这久违的声音令倾城的胸中顿时涌动起来,恨、怒、怨、冷一起纠结着起伏难平,喉头酸涩得很,似被人塞了一把火麻仁,堵得透不过气来,因此一时竟不得起身。
见倾城长跪不起,慕容予桓更加开怀,朗声笑道,
“倾城公主不必多礼,平身吧!”
柳丝和细涓上前扶起倾城,倾城趁机努力平复着涌动的情绪,迅速调整着自己的状态。
这时,一个快言快语的声音,含着酸涩涩的语气,道,
“皇上今日又得佳人,果然兴致极好呢!嫔妾常听人说施车国多美人,想必这施车国的公主更是国色天香如天人下凡一般了,难怪皇上如此心花怒放。”
又一个声音轻笑一声,接口道,
“瑾嫔姐姐真会说笑,人家是金枝玉叶的公主,自然是国色天香、风华绝代,否则如何取名‘倾城’呢?既然皇上今儿高兴,不如就带嫔妾们一同欣赏一下美人儿吧,也教嫔妾们一饱眼福啊!”
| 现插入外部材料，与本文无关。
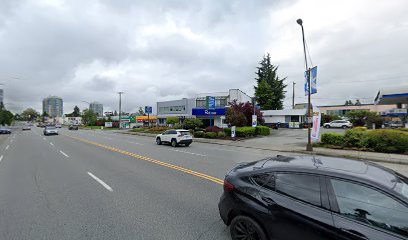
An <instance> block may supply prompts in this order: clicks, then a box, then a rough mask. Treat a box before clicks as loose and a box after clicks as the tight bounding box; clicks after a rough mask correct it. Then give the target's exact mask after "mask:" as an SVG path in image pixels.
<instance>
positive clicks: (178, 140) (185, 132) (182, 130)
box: [156, 129, 193, 147]
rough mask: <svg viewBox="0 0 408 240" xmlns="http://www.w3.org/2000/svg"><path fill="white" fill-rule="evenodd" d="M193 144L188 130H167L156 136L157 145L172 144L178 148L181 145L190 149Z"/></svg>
mask: <svg viewBox="0 0 408 240" xmlns="http://www.w3.org/2000/svg"><path fill="white" fill-rule="evenodd" d="M192 142H193V137H192V136H191V135H190V132H189V131H188V130H184V129H177V130H167V131H165V132H163V133H161V134H158V135H157V136H156V143H157V145H161V144H162V143H170V144H171V146H172V147H176V146H178V145H180V144H184V146H186V147H188V146H190V144H191V143H192Z"/></svg>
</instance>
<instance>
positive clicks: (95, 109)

慕容予桓还未说话,又一个熟悉的声音飘进了倾城耳内,这声音依旧是那样装腔作势、拿腔拿调,故作沉稳的道,
“好了好了,今日是小年,宫中又来了新姐妹,大家高兴也难免话多。倾城公主往后就是皇上的嫔妃,是大周的人了,以后姐妹们朝夕相处,见面的日子多着呢!裕贵嫔,你又何必急于一时呢?”
裕贵嫔听了,忙起身道了句,
“皇后娘娘说的是。”
倾城心中一凛,石蓉绣,她果然如愿以偿又当上皇后了!
石蓉绣又温声向慕容予桓道,
“皇上,倾城公主千里迢迢来到大周,一路风尘仆仆,依臣妾之见,眼下最要紧的还是尽快指定了她的寝宫,让她好好歇歇。还有,请皇上尽早定了她的位份,以后姐妹们也好依礼相处,皇上以为如何?”
此刻,慕容予桓一双眼睛盯在倾城身上早已移不开了。
倾城一身红衣盈盈而立,全身曲线周折得扣人心弦。云髻斜挽,一缕墨发蜿蜒的垂过覆着面纱的脸颊,掠过微露的雪白香肩,再向下垂去,似在逗引着人的目光继续探寻下去。
这真令慕容予桓大开眼界啊!
一直以来,因太后受了丽妃的警示,因此一贯主张挑选妃嫔绝不要太过美丽出众的,时常教导慕容予桓,女人妖娆过分便是祸水,倾国倾城更是祸国殃民,因此慕容予桓身边的女子仅是有些姿色而已,绝无美艳出众的。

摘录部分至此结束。